Its first location was on Adelaide Street, without air conditioning or a liquor license. The Toronto location has seen the beginnings of many actors, writers and other big stars including Dan Aykroyd, John Candy and Eugene Levy.
For writer, actor and Second City Toronto alumna, Aurora Browne, the titular comedy club was a blessing, as it meant assistance in her acting skills.
Browne said she felt burnt out after school. She didn’t feel like she “knew how to act,” when they “tried to kind of teach you stuff and get into your head and help you express your art.
“And it wasn’t until I was at Second City on stage every night, you know, by the time I was hired to mainstage, that I felt that I really synthesized everything that they were trying to teach me at an acting school,” Browne said.
Former Second City Toronto director Daniel Shehori owes a lot of his success to the comedy club. Now a manager for the Word on the Street book festival in Toronto, he feels the reason why so many comedians who worked at the club have gone to bigger things is because of their ability to improvise.
It’s not just because of the need to adapt but how it grabs people, he said.
“Either you don’t really care about it, or you’re highly impressed with it,” Shehori said.
He doesn’t watch as much improv as he used to. However, when a mainstage cast that’s been together for a while does “hot improv” on stage, he describes the act as magical.

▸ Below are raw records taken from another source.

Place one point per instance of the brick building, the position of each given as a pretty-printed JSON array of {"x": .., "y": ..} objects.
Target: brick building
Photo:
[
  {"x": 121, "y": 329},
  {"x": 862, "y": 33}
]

“So these people finesse the skill, that they’ve been able to transfer not just into getting bigger comedy and acting careers, but whatever they’re doing, whether they’re, they move into a completely different field altogether,” Shehori said.
Browne offers some words of wisdom to prospecting comedians, including giving Second City Toronto a shot: don’t worry about being funny.
“Don’t truly worry about being funny and trying every moment to make a joke or impress people, although believe me, I know what a hard thing that is for insecure performers because every performer has an insecurity,” Browne said. “Just be honest and committed.”
The club celebrates its 50th anniversary this coming June.